Quant aux rencontres au programme, elles porteront sur la ville et son architecture, thème cher au directeur de l’IFC, lui-même architecte. L’institut donne ainsi aux amateurs rendez vous le 20 septembre pour la rencontre “Architecture du Maroc : Inventer et fabriquer une ville désirable”. Débat durant lequel les participants évoqueront notamment le besoin d’une ville “désirable” “face aux nuisances trop souvent subies”.

“La nuit des philosophes”, autre programme à ne pas rater, fera son retour avec une 6ème édition, le 9 novembre. A l’occasion, sera notamment abordée la question de l’environnement, autre thème qui tient à cœur cet institut.

Transition écologique 

Pour la seconde année consécutive, l’institut accueillera “Le chant des colibris”, événement réalisé en partenariat avec le “Mouvement Colibris” du célèbre militant écologique Pierre Rabhi. “Une nouvelle fois, nous proposons à tous les Casablancais de se réunir le temps d’un week-end pour imaginer et construire ensemble le monde de demain”, indique l’Institut.

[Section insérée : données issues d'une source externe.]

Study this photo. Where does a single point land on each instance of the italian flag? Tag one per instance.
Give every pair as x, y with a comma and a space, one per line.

Au programme, notez également que le 5 et 6 octobre aura lieu un concert avec de grands noms de la scène française et marocaine “pour vibrer et rêver le monde de demain”. Sur la liste figure aussi “Le village de demain! avec le Collectif Colibris Maroc”, qui réunira collectifs, associations, acteurs de la société civile “engagés dans la transition écologique et désireux de montrer qu’il est possible et heureux de vivre autrement, tout en respectant l’environnement.”

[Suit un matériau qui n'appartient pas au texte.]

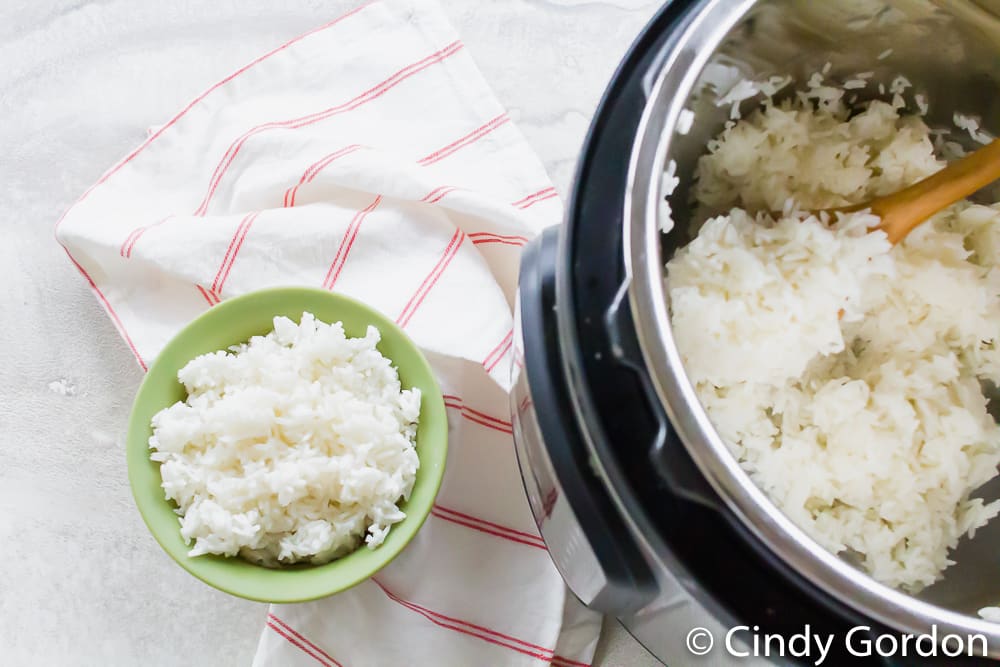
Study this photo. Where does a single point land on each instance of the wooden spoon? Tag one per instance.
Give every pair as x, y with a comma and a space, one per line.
904, 210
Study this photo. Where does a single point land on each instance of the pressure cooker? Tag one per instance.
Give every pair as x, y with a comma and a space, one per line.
646, 514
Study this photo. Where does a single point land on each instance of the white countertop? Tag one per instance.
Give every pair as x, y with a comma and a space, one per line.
82, 581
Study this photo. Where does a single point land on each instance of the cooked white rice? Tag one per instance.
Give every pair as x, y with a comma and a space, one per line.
292, 447
842, 372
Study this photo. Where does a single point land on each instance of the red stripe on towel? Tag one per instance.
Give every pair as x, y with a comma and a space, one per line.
495, 526
152, 137
294, 642
496, 355
293, 123
234, 248
544, 193
470, 138
211, 297
129, 243
478, 631
299, 636
347, 243
560, 661
180, 114
490, 531
437, 194
107, 306
425, 287
314, 169
477, 416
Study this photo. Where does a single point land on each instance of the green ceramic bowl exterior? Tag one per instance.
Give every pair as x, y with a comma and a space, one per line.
235, 321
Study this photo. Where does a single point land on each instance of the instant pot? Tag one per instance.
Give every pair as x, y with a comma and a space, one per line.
646, 514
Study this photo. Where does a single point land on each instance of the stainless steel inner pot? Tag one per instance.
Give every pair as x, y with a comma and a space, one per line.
950, 51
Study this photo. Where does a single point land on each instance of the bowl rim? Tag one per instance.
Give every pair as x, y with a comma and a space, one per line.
432, 427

L’an dernier, des milliers de curieux ont fait le déplacement pour assister à la conférence du célèbre paysan et auteur, Pierre Rabhi. Plusieurs exposants vont également présenter, à l’occasion, leurs produits issus de l’agriculture biologique, leur mode de vie ou expliquer la manière dont ils se battent pour l’environnement.